The formulations and/or content of these products are on the product label or are otherwise publicly available.
Additional nutrients are important in older animals, including calcium, vitamin D, Vitamins B12, folic acid, B6, niacin, vitamins C or E, iron and zinc. Many of these nutrients have been found to be deficient in the diets of elders and should be appropriately supplemented along with carnitine, thioctic acid, and optionally coenzyme Q and/or creatine.
The inventive combination(s) also are conveniently provided in pill or capsule form. A preferred formulation provides lipoic acid and carnitine, optionally in combination with coenzyme Q10 and or creatine, in a timed release formulation to provide a steady supply of the nutrients to the mitochondria which work 24 hours a day. One method of accomplishing timed release is chemically combining the micronutrient(s) with other molecules, which generally slows the process of making the micronutrient(s) available. Also the use of different salts of the micronutrients with different dissolution rates provides for gradual and appropriate release of the product.
Besides these methods, two other basic systems are used to control release for oral administration: coating a core comprising the micronutrient(s) and excipients (coated system) and incorporating the micronutrient(s) into a matrix (matrix system). Coated systems involve the preparation of product-loaded cores and coating the cores with release rate-retarding materials. Product-loaded cores can be formulated as microspheres, granules, pellets or core tablets. There are many known core preparation methods, including, but not limited to, 1) producing granules by top spray fluidized bed granulation, or by solution/suspension/ powdering layering by Wurster coating, 2) producing spherical granules or pellets by extrusion-spheronization, rotary processing, and melt pelletization; 3) producing core tablets by compression and coating with a release rate-retarding material; 4) producing microspheres by emulsification and spray-drying.
Matrix systems embed the micronutrient in a slowly disintegrating or non-disintegrating matrix. Rate of release is controlled by the erosion of the matrix and/or by the diffusion of the micronutrient(s) through the matrix. In general, the active product substance, excipients and the release rate-retarding materials are mixed and then processed into matrix pellets or tablets. Matrix pellets can be formed by granulation, spheronization using cellulosic materials, or by melt pelletization using release retardant materials, while matrix tablets are prepared by compression in a tablet press. An example of a cellulosic material is hydroxypropylmethyl-cellulose as the release rate retarding material.
Coated or matrix pellets can be filled into capsules or compression tabletted. The rate of release can be further modified by blending coated or matrix pellets with different release rates of the same product to obtain the desired product release profile. Pellets containing any of lipoic acid, carnitine, coenzyme Q10 or creatine can be blended to form a combination product.
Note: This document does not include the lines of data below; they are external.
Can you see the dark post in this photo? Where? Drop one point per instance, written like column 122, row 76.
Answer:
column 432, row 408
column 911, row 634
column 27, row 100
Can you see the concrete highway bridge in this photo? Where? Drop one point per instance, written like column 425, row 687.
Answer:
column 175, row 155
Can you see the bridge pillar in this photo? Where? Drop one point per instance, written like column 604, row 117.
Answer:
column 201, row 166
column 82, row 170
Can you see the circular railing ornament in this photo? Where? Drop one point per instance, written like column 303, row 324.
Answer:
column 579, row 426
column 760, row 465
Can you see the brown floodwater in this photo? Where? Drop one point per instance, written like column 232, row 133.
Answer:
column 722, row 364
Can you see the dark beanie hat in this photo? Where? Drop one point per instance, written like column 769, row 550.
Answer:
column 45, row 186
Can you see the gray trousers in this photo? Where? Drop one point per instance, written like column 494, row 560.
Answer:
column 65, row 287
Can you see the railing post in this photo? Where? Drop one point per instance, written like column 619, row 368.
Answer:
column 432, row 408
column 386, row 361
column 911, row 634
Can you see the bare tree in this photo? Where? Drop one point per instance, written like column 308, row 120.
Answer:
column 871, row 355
Convenient assays for the requisite bioactivities are described above or in the references cited herein. For example, cardiolipin content is readily assayed as referenced in Guan, Z. Z., Soderberg, M., Sindelar, P., and Edlund, C. Content and Fatty Acid Composition of Cardiolipin in the Brain of Patients with Alzheimer's Disease. Neurochem. Int. 25: 295-300, 1994 and oxidant production (DCFH) may be assayed as described by LeBel, C. P., Ischiropoulos, H., and Bondy, S. C. Evaluation of the Probe 2′, 7′-Dichlorofluorescin as an Indicator of Reactive Oxygen Species Formation and Oxidative Stress. Chem. Res. Toxicol. 5: 227-231, 1992. Assays for parameters of aging such as host activity and behavior such as grooming, sexual activity, dominance, coat condition, wound repair, including molecular lesions, muscle strength and tone, kidney appearance and function, etc. are similarly well known in the art.